SK Hynix hat gerade eines der größten Aktienrückkaufprogramme der Firmengeschichte angekündigt. Jetzt legt JPMorgan nach: Die Bank sieht Spielraum für zusätzliche Ausschüttungen von mindestens 130 Milliarden Dollar bis 2027. Der Markt reagiert bereits deutlich.
Die Aktie des südkoreanischen Speicherchip-Herstellers schloss am Freitag bei 1.730.000 Won, ein Plus von 2,3 Prozent. Auf Wochensicht steht ein Gewinn von 5,2 Prozent zu Buche.

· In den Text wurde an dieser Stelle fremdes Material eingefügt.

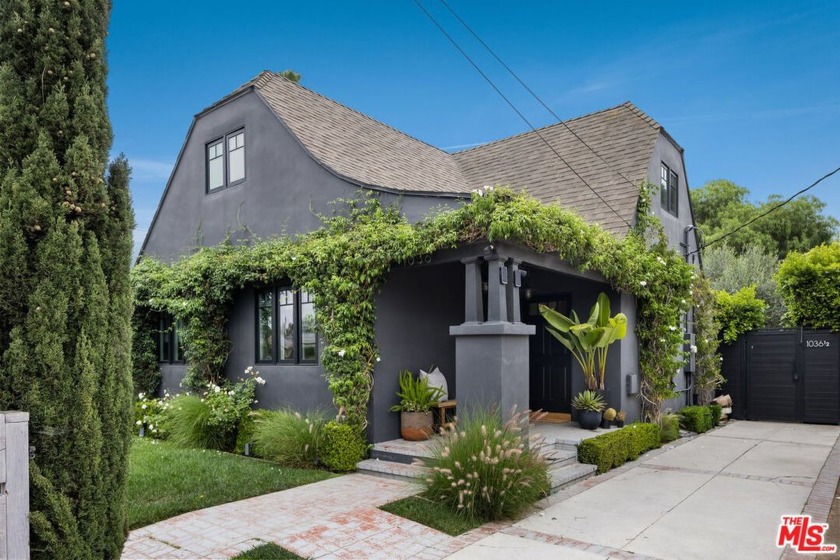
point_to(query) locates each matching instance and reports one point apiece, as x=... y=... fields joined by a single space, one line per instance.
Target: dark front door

Zum Vergleich: Über die vergangenen 30 Tage liegt das Papier noch immer 5,5 Prozent im Minus.
Die Rückkauf-Ankündigung als Auslöser
Am Mittwoch hatte SK Hynix einen Rückkauf im Volumen von 40 Billionen Won angekündigt, umgerechnet rund 29 Milliarden Dollar. Zwischen dem 20. August und dem 19. November will der Konzern bis zu 24 Millionen eigene Aktien zurückkaufen und anschließend einziehen.
Entscheidender als das Volumen ist für JPMorgan-Analyst Jay Kwon aber ein anderer Punkt: SK Hynix hebt die Obergrenze für Ausschüttungen an. Künftig fließt mehr als die Hälfte des kumulierten freien Cashflows zwischen 2025 und 2027 an die Aktionäre zurück. Bisher lag die Zusage bei „bis zu 50 Prozent“. Nach Berechnungen von Bloomberg entspricht die neue Zusage einem Gegenwert von etwa 170 Milliarden Dollar.
Warum die Aktie zuvor abgestürzt war
Der Rückkauf kommt nicht ohne Grund. SK Hynix will damit den Kurs stabilisieren, nachdem die Aktie binnen zwei Monaten mehr als die Hälfte ihres Wertes verloren hatte. Selbst nach der jüngsten Erholung notiert das Papier noch 42 Prozent unter seinem 52-Wochen-Hoch von 2.987.000 Won, erreicht am 25. Juni.
Citi-Analyst Peter Lee sieht im Rückkauf mehr als eine reine Kurspflege-Maßnahme. Das Programm dürfte „eine bedeutsame Kursuntergrenze bilden und kurzfristig spürbaren Abwärtsschutz liefern“, so Lee. Zugleich spiegele die Entscheidung das Vertrauen des Managements in die mittel- bis langfristigen Wachstumsaussichten wider – trotz aktueller Gegenwinde im Speicherchip-Sektor.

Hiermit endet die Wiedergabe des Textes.